このリファレンスアーキテクチャは、AIシステムを支えるエンドツーエンドの設計図です。その中核には、フロントエンドとストレージのネットワーキングを結集した単一のネットワーキングソリューションが含まれています。これにより、スケールアウトやスケールアクロスのアーキテクチャを有効化し、迅速な導入と効率的なスケーリングを実現します。万全なオーケストレーションと統合サービスによって、企業が求める柔軟性の高いAIインフラを形成しています。
戦略的提携が生んだ革新的技術
今回のリファレンスアーキテクチャ発表は、ドライブネッツとAMDの戦略的な関係の深化を示すものでもあります。例えば、AMD社はドライブネッツの4億1,000万ドルのシリーズD資金調達ラウンドに参加し、両社が共通の顧客に対して強力なサポートを提供することを示しました。これにより、AIインフラのオープンでマルチベンダーな環境を目指していることが明確となります。

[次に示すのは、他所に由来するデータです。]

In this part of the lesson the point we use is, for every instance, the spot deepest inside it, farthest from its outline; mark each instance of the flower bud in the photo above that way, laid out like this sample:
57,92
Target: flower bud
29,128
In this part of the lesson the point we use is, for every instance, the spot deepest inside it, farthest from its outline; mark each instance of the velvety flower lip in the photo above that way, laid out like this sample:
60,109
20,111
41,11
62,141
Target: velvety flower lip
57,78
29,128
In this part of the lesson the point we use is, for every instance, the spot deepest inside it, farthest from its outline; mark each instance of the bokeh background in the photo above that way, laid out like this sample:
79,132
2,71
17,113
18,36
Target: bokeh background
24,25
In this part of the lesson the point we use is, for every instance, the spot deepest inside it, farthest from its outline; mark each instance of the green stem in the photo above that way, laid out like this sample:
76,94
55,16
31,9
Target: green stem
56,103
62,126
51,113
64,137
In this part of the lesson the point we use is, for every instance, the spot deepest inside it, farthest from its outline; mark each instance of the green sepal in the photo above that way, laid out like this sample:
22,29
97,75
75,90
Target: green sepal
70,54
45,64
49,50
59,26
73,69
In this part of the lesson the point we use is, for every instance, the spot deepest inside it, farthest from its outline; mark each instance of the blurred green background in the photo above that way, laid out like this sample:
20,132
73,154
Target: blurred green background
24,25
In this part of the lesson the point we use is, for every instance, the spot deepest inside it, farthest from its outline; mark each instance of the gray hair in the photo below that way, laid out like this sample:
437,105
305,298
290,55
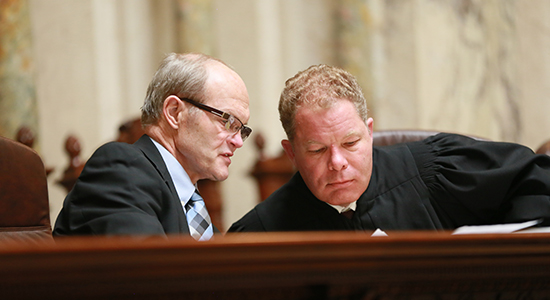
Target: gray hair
182,75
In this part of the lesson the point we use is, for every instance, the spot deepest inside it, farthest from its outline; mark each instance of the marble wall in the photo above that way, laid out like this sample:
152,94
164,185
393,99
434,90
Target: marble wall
17,87
478,67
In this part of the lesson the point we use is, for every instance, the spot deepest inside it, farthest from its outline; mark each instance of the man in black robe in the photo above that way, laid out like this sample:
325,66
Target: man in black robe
344,183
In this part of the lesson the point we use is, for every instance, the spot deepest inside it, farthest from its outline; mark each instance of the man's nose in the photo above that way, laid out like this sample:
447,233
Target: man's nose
236,139
337,161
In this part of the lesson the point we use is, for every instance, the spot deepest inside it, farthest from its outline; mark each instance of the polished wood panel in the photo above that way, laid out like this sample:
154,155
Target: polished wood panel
337,265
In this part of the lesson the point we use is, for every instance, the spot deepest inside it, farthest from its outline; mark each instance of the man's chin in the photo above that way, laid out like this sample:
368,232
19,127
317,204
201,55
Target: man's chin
342,198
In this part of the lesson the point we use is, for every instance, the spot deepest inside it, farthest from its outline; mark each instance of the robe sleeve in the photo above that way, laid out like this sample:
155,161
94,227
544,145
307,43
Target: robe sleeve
473,182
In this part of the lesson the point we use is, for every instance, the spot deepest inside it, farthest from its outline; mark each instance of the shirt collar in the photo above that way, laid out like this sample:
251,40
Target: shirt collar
341,209
180,178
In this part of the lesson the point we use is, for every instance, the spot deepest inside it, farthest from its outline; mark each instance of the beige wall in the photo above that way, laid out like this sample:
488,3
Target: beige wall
478,67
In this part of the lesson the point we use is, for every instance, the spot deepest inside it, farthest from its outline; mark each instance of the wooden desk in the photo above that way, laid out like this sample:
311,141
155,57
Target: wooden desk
414,265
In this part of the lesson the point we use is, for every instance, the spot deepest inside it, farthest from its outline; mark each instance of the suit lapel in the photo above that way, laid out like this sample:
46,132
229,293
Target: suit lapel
153,155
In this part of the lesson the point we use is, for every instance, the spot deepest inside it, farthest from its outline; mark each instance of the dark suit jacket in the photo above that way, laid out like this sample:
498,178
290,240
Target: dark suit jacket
123,189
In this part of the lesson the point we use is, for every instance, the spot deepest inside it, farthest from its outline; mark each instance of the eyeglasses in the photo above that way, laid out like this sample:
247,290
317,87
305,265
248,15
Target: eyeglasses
232,123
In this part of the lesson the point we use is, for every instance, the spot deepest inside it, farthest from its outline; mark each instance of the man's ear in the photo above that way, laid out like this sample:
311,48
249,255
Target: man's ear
287,146
172,109
370,122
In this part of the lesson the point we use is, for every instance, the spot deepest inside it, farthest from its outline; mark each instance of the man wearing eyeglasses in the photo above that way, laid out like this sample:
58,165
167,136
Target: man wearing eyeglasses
194,117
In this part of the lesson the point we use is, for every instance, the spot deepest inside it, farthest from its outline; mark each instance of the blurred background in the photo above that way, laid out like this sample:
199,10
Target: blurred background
81,67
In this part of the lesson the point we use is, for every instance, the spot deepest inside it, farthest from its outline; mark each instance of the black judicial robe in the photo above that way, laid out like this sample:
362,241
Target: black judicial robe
443,182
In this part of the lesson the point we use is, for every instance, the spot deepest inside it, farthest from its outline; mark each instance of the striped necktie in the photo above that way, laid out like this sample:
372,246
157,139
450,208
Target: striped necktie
198,219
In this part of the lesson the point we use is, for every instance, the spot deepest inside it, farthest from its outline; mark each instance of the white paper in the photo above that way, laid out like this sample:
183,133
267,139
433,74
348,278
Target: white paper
498,228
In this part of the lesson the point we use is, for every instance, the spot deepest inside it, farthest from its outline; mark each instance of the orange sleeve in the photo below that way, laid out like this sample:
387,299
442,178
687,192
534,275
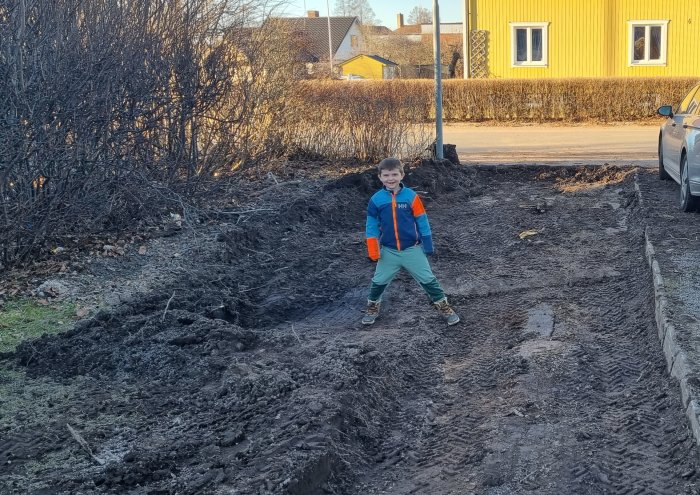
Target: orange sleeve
373,248
418,208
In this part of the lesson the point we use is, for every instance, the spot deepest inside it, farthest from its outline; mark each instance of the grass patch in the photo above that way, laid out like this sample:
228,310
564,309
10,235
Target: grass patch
26,319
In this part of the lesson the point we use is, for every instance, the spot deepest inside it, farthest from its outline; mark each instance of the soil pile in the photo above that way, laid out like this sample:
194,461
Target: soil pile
249,372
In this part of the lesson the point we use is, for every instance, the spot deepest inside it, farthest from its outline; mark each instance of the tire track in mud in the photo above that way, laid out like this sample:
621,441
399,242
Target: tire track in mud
585,407
259,378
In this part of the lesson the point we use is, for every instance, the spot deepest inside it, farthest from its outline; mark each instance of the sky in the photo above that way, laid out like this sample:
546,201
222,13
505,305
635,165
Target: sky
385,10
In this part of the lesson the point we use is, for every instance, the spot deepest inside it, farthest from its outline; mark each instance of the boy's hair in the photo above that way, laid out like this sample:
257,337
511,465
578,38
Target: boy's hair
390,164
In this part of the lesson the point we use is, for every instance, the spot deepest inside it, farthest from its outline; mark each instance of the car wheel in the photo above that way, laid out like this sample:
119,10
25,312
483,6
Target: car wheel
663,175
688,201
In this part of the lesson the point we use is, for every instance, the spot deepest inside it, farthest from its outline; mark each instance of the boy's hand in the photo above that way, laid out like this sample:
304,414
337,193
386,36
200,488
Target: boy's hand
373,248
427,243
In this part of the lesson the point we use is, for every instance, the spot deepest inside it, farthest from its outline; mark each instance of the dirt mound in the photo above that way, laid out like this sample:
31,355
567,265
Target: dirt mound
248,372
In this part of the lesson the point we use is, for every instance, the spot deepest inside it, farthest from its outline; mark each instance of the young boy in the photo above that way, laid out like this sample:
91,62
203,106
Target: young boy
398,236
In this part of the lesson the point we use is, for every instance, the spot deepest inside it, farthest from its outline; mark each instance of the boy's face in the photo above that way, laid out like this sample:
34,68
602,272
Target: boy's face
391,178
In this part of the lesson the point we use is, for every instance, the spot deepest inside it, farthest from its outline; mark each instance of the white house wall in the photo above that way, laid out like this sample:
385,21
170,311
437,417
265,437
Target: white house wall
346,51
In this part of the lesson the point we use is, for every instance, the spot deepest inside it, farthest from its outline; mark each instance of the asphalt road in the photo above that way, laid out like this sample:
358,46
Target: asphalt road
555,144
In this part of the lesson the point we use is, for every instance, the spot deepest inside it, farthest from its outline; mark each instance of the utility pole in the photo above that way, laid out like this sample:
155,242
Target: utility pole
466,49
438,81
330,39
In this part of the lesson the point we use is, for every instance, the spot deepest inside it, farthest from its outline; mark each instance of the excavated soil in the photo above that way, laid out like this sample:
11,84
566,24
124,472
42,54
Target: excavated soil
246,371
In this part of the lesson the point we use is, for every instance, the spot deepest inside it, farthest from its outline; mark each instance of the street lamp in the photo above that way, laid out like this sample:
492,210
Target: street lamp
330,39
438,81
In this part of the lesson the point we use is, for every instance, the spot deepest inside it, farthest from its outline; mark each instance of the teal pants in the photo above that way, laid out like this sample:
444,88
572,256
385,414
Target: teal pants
414,261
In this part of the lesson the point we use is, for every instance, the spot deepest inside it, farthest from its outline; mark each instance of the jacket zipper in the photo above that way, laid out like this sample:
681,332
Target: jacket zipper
396,223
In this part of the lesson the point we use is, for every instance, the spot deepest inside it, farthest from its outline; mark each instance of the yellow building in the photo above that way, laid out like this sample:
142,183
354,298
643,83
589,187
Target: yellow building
369,67
583,38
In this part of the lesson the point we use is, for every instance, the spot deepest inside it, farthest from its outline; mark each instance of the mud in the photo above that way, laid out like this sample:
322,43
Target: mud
246,369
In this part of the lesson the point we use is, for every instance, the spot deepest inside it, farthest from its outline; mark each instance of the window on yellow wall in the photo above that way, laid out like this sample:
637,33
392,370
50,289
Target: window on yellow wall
647,42
529,44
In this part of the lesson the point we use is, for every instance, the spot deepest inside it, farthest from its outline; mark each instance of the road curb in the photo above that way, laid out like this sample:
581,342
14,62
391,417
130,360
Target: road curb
677,363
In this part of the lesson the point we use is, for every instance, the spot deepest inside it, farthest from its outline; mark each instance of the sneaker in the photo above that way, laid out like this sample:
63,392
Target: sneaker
446,311
371,313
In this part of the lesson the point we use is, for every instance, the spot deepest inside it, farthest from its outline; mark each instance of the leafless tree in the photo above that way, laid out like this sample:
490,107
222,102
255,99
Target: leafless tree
104,104
420,15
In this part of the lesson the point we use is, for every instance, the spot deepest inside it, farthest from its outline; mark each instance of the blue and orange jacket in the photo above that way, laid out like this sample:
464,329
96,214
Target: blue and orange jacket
397,221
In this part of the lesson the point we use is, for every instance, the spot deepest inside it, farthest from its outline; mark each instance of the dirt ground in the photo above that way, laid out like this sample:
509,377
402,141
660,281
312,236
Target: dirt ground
237,364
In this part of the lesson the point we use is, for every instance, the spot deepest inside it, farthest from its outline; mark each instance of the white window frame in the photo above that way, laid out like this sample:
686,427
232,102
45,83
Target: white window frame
647,24
514,26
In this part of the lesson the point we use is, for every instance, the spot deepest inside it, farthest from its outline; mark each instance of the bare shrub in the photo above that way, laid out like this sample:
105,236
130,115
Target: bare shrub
521,100
340,119
115,111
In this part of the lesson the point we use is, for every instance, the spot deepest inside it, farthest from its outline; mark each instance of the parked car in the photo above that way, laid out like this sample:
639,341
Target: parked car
679,148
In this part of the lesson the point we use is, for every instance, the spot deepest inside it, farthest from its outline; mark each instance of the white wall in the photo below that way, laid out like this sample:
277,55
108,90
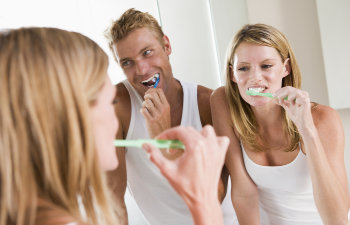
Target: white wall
189,27
334,20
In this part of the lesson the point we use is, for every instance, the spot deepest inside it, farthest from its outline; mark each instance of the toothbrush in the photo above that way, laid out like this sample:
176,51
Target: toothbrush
158,143
255,93
156,84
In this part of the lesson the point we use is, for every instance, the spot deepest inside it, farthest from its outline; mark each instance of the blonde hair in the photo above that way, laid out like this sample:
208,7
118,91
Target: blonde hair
131,20
241,113
49,78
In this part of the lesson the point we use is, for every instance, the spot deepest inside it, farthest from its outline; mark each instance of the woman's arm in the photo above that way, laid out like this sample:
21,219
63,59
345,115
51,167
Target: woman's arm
244,192
323,142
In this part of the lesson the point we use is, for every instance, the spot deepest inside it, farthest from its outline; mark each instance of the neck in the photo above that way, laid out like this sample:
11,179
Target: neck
268,116
174,92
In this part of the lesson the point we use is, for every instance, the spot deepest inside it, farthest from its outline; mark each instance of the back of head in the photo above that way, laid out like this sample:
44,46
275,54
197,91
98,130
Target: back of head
131,20
241,113
48,80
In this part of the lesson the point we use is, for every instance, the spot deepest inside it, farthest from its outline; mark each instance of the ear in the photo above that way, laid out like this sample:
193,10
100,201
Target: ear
230,70
286,67
167,46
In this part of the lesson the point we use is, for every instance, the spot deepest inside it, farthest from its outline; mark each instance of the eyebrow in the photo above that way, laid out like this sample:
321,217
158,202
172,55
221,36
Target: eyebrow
260,62
140,52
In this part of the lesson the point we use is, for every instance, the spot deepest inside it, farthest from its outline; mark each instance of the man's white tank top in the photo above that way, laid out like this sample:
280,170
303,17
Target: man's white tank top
157,200
285,192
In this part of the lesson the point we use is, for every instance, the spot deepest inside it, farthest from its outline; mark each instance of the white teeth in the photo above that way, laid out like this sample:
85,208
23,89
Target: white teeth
154,78
256,89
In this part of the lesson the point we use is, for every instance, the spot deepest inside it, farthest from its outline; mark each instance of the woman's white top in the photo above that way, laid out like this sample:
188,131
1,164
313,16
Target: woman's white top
285,192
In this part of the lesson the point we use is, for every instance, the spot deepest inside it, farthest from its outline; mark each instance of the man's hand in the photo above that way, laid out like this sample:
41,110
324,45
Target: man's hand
156,110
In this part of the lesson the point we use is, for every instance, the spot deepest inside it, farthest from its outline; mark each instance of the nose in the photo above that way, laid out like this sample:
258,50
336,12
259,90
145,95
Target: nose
141,67
255,73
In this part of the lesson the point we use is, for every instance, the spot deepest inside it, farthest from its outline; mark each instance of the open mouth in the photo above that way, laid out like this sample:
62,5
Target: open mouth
152,81
257,89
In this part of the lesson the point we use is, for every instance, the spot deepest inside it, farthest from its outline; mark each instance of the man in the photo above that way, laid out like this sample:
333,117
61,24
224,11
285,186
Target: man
150,101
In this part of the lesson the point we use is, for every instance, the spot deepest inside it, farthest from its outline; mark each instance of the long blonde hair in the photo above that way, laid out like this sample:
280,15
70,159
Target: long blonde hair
48,80
241,113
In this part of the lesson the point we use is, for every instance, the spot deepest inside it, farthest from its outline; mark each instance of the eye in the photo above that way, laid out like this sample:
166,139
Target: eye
243,68
266,66
147,52
125,63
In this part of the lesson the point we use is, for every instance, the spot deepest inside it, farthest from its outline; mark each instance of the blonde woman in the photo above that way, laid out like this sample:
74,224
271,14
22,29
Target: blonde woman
57,126
286,155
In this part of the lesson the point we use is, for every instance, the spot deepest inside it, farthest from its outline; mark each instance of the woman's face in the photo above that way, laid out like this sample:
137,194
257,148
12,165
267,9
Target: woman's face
105,125
259,68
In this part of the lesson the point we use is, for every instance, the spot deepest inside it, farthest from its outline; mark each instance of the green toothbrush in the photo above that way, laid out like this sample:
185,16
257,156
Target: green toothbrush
255,93
158,143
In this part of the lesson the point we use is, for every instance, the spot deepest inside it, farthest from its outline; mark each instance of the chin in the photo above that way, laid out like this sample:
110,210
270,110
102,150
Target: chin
257,101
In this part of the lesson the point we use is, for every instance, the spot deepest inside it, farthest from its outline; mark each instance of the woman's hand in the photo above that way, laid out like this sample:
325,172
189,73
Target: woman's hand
195,174
297,104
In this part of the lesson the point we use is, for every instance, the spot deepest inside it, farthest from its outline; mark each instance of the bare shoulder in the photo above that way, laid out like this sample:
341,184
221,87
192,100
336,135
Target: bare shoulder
203,98
330,128
325,117
218,96
123,107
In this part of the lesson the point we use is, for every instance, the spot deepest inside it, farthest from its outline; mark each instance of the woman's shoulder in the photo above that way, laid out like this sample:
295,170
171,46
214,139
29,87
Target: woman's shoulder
218,95
326,118
322,112
49,214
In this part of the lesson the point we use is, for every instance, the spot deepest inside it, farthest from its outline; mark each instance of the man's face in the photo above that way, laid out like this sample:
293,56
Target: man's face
144,59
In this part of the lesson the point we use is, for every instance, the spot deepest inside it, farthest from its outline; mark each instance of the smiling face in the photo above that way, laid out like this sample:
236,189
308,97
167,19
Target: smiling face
105,126
144,59
259,68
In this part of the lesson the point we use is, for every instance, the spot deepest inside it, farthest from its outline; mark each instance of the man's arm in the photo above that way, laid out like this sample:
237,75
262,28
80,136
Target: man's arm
203,99
117,179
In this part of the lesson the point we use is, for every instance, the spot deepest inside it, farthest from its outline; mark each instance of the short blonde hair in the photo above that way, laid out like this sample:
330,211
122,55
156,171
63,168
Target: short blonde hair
241,113
131,20
49,78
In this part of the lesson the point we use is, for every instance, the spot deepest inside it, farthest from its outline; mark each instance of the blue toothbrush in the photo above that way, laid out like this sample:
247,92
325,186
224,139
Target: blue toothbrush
156,84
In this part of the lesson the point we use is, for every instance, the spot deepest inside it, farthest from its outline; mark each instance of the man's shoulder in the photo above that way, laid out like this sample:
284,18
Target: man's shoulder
203,94
203,98
123,105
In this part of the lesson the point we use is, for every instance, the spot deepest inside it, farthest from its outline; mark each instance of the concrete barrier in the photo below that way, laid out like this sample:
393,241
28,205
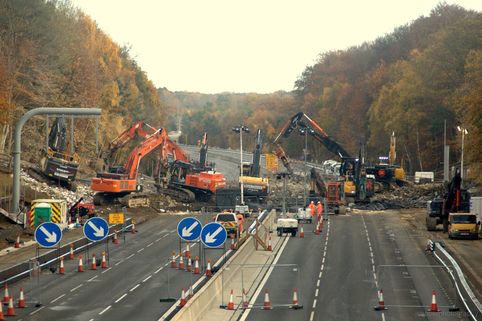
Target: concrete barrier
210,295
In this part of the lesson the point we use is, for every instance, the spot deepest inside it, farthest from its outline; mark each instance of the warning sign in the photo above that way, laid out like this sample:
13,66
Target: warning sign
271,162
116,218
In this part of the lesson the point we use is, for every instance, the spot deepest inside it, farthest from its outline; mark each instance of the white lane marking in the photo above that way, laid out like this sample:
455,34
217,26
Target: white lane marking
92,278
102,312
33,312
135,287
159,269
244,316
58,298
78,286
123,296
106,270
150,276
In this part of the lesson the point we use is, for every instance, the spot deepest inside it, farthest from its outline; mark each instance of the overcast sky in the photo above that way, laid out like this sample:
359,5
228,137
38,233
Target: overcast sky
262,46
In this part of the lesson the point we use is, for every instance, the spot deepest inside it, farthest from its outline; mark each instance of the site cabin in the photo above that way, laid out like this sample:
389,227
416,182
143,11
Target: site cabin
47,210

リファレンスアーキテクチャには、AI GPUクラスタの設計・導入・チューニングに必要なシステムレベルのアプローチが示される補完的な導入ガイドも付属しています。これにより、AIの実装支援が強化されるわけです。
性能評価の成果
ベンチマーク結果によれば、ドライブネッツのAIファブリックはスループットで約5%の改善、初回トークンまでの時間を10〜15%短縮することに成功しています。AIアプリケーションを運用する際の厳しいパフォーマンス要求にも確実に応えることができます。具体的には、マルチノード環境において20ミリ秒未満のトークン間レイテンシを実現し、ユーザーあたり毎秒50トークン以上の出力が可能です。
また、回復性テストでも、同時発生するRDMAトラフィック下にあっても安定した性能が維持されていることが確認されています。特に、一時的なリンク障害によるパフォーマンス低下がありませんでした。さらに、AMDプラットフォーム上における集合通信性能は、他社の同様の構成と比較しても優れていることが実証されています。
AIインフラへの新しいアプローチ
ドライブネッツのCEOであるIdo Susan氏は、「AIインフラはオープンでマルチベンダーなシステムへと移行している。その移行を実現するのがネットワークである」と述べています。このリファレンスアーキテクチャは、その実現に向けた重要なステップであり、AMDのGPUやドライブネッツのAIファブリックを用いることで、非常に高いパフォーマンスを提供します。
AMD社の役員であるArvind Balakumar氏は、AIクラスタの成功は、コンピュート、ネットワーク、ソフトウェアがいかに効果的に連携するかに依存すると述べています。これらの要素がスケール環境で最適に機能することで、顧客に確実な価値を提供します。
両社の共同展開
導入ガイドには、コンピュータ、ネットワーク・インターフェース・カード(NIC)、ネットワーキング、集合通信ライブラリまで広範な範囲がカバーされており、各種性能の最適化も含まれます。それに加え、ドライブネッツとAMDによる共同ラボも設立されており、顧客が自社のワークロードを用いてPoC(概念実証)テストを実施できる環境が整備されています。これにより、実際のビジネス環境での導入がより容易になるでしょう。
ドライブネッツとAMDが提供するこのリファレンス・アーキテクチャは、デジタル化が進む現代において、AIインフラの新たな基準を確立すること間違いなしです。